Last Frontier Heliskiing: The Terrain

February 27, 2019 Steve Rosset

Let’s face it. One of the main reasons people go heliskiing is to experience never ending, untracked terrain. The helicopter is an incredibly efficient tool for accessing large tracts of skiable area. We have just over 10,100 square kilometers of ski area available elusively for our enjoyment [see size comparison]. That’s about two and a half times the size of the average heliski area in British Columbia.

Terrain Variety & Versatility

Not only is our heliski area massive, but it’s incredible versatile as well. We’ve got big rolling alpine slopes, wide open glaciers, tight chutes, nicely spaced trees and everything in between. When the weather is clear, we head high up into the alpine where we have access to the largest glaciated skiing terrain in Canada. When the snow arrives, our pilots need more visibility and we head for treed terrain.

At Bell 2 Lodge we are surrounded with bad weather skiing terrain, some of it only a short 5 minute flight from the lodge. Classic drainage’s such as Owl Creek and Red Flat have been explored extensively and hold an abundance tree skiing. Even when the weather is poor and we have to drop guests at treeline, these runs ski deep into valley bottoms. At Ripley Creek we have extensive tree skiing options available just over Bear Pass in the heart of our Surprise Creek zone. This area has some of the longest and steepest treed terrain in our tenure.

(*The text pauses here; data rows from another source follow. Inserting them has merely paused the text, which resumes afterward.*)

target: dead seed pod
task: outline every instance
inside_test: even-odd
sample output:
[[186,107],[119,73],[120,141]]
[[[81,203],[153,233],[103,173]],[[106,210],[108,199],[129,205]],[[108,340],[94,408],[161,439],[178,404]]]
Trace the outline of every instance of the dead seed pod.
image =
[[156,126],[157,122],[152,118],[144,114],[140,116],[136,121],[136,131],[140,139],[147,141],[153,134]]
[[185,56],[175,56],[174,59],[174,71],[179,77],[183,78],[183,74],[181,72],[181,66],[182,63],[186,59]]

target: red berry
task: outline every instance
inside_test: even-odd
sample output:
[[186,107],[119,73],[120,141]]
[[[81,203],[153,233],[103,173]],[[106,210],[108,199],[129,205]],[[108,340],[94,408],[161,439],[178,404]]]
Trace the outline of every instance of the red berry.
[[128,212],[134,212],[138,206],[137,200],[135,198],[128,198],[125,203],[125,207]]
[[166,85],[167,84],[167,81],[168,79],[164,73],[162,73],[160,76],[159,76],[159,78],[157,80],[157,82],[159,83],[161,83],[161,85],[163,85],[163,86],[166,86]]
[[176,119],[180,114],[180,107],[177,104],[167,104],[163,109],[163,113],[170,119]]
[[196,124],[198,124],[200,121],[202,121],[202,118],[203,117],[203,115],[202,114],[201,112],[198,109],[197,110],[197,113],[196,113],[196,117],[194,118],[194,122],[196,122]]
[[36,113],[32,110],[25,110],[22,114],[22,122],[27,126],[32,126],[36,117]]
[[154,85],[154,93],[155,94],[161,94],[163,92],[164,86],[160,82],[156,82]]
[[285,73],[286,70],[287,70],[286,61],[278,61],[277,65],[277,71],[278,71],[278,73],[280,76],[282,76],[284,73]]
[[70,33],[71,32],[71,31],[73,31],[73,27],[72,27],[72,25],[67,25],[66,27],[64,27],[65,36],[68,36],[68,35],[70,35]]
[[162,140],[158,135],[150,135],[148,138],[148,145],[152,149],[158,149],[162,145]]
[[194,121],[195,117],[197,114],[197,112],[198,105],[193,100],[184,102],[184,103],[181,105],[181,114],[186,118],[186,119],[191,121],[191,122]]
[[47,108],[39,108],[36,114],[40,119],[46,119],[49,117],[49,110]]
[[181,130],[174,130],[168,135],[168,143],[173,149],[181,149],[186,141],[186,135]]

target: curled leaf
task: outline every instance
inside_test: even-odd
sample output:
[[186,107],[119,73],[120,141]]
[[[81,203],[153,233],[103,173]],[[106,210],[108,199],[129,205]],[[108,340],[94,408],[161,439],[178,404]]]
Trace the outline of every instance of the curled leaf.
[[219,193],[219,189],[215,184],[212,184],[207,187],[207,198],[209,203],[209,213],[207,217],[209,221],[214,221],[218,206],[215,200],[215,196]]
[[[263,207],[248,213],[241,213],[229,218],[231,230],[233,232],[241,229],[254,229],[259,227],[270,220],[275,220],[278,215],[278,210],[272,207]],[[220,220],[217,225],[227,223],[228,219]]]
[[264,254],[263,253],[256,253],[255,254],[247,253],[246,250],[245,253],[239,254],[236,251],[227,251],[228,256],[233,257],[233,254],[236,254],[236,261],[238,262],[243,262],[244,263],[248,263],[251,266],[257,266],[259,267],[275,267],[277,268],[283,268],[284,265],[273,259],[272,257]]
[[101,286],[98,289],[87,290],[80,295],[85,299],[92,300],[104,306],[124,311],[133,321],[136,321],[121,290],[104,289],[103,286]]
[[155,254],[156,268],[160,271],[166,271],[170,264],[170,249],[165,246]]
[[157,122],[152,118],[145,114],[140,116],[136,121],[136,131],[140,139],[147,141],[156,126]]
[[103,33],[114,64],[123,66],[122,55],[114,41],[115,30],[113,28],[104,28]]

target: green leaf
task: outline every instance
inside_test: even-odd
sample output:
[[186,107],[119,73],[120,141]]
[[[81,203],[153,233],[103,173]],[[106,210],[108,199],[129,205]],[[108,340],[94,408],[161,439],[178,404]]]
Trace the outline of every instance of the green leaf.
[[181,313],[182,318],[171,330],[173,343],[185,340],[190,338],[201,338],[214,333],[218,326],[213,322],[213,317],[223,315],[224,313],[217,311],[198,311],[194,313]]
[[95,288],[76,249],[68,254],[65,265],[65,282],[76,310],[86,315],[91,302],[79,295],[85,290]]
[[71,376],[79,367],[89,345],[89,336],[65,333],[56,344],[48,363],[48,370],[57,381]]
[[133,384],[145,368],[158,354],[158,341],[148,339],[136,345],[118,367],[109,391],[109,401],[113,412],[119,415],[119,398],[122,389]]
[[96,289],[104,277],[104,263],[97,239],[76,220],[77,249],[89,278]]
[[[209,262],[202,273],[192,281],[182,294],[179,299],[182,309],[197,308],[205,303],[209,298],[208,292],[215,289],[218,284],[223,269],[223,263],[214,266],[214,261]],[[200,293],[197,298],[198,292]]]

During extended high-pressure systems, a pattern that has developed several times this winter, we are able to make full potential of our vast heliski area. This is when our guides are forced to get more creative and seek terrain that is a bit further out, or might otherwise be overlooked. Blue skies are ideal conditions for exploring and this is when our network of remote fueling caches and road re-fueling trucks come into play. Last Frontier is blessed with a road network that dissect the tenure North-South and East-West, allowing us quick access to every corner of our heliski area.

Currently we have just over 1,000 marked runs in our tenure. This in itself is a bit misleading, as each run has a multitude of ways to be skied. In fact, we have areas that are the size of Whistler-Blackomb that have only a dozen marked slopes. Not a season goes by where we don’t find more terrain to ski. In fact, just last week we added a half dozen new runs to this growing list.

Explore Our Ski Area Map

To get a better sense for the scale and variety of terrain available at Last Frontier, we encourage you to visit our online Terrain Map. It’s been geo-mapped with all of our runs and heliski bases. If you zoom closely you will be able to see run names and topographic lines for elevation gain.

Bell 2 Lodge Versus Ripley Creek

The age old question is still one of the hardest to answer. Bell 2 Lodge is situated predominately in the Skeena Mountains. It’s smack dab in the middle of our tenure and you can fly directly from the lodge in all directions. It’s where it all started out and has a ton of classic heliski terrain suited to a range of skill levels [strong intermediate to expert]. Ripley Creek is based on the Southwest corner of our tenure in the heart of the Coast Mountain Range. It generally takes a bit longer to get to the skiing areas as a result, but more than makes up for it with it’s expansive terrain offering. The terrain is just a bit burlier than what you might find at Bell 2, with a higher concentration of big glaciated terrain and steep tree skiing. It’s aimed at the enthusiast and we recommend that you be advanced to expert in ability level. For more information, head over to our handy side-by side comparison.

Last Frontier’s huge variety and depth of terrain is a distinguishing feature for us. It affords us the opportunity to operate a long heliski season that lasts from the middle of December until late April.